Let $I$ be the open interval $(0, 1)$. Assume that $p \in C^1(\bar I)$ and $q \in$ $C(\bar I)$ such that $p(x) \geq \alpha>0$ and $q(x) \geq 0$ for all $x \in \bar I$. Let $f \in L^2 (I)$.
In the solution for exercise 8.21.2 in his book Functional Analysis, Brezis considers the equation $$ (*) \quad \begin{cases} -(pU')' + qU &= f \text{ on } I, \\ U(1) &= 0. \end{cases} $$
I tried to use Lax–Milgram theorem but could not obtain the continuity and coercivity of the bilinear form $a$. Could you elaborate on how to prove the existence of above ODE?

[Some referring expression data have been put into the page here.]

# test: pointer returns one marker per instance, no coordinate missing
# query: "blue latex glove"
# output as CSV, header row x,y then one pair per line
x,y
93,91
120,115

My attempt If $U$ is a classical solution of $(*)$, then $$ -\int_I (pU')' V + \int_I qUV= \int_I fV, \quad \forall V \in H^1(I). $$
Let $\mathcal K := \{V \in H^1 (I): V(1)=0\}$. Then $V$ is a closed subspace of $H^1 (I)$. By integration by parts, for each $V \in \mathcal K$ we have $$ \begin{align*} \int_I (pU')' V &= (pU' V) (1) - (pU' V) (0) - \int_I pU'V' \\ &= -(pU' V) (0) - \int_I pU'V'. \end{align*} $$
Then $U$ satisfies $$ (pU' V) (0) + \int_I [qUV + pU'V']= \int_I fV, \quad \forall V \in \mathcal K. $$
We define a (non-symmetric) bilinear form $a$ on $\mathcal K$ by $$ a(U, V) := (pU' V) (0) + \int_I [qUV + pU'V']. $$
We fix an arbitrary $\alpha \in \mathbb R$ and consider $$ (1) \quad \begin{cases} -(pU')' + qU &= f \text{ on } I, \\ U(0) &= \alpha, \\ U(1) &= 0. \end{cases} $$
We fix $g \in C^\infty (\bar I)$ such that $g(0) = \alpha$ and $g(1)=0$. Then $(1)$ is equivalent to $$ (2) \quad \begin{cases} -(p(W+g)')' + q(W+g) &= f \text{ on } I, \\ W(0) &= 0, \\ W(1) &= 0, \end{cases} $$
which is in turn equivalent to $$ (3) \quad \begin{cases} -(pW')' + qW &= h:=f+(pg')'-qg \text{ on } I, \\ W(0) &= 0, \\ W(1) &= 0. \end{cases} $$
Given the hypothesis about $p$ and $q$, we can apply Lax-Milgram theorem (as in your thread) to get the existence of the unique solution $\bar W \in H^2 (I)$ to $(3)$. We get back the unique solution $\bar U \in H^2 (I)$ to $(1)$ by setting $\bar U :=\bar W + g$.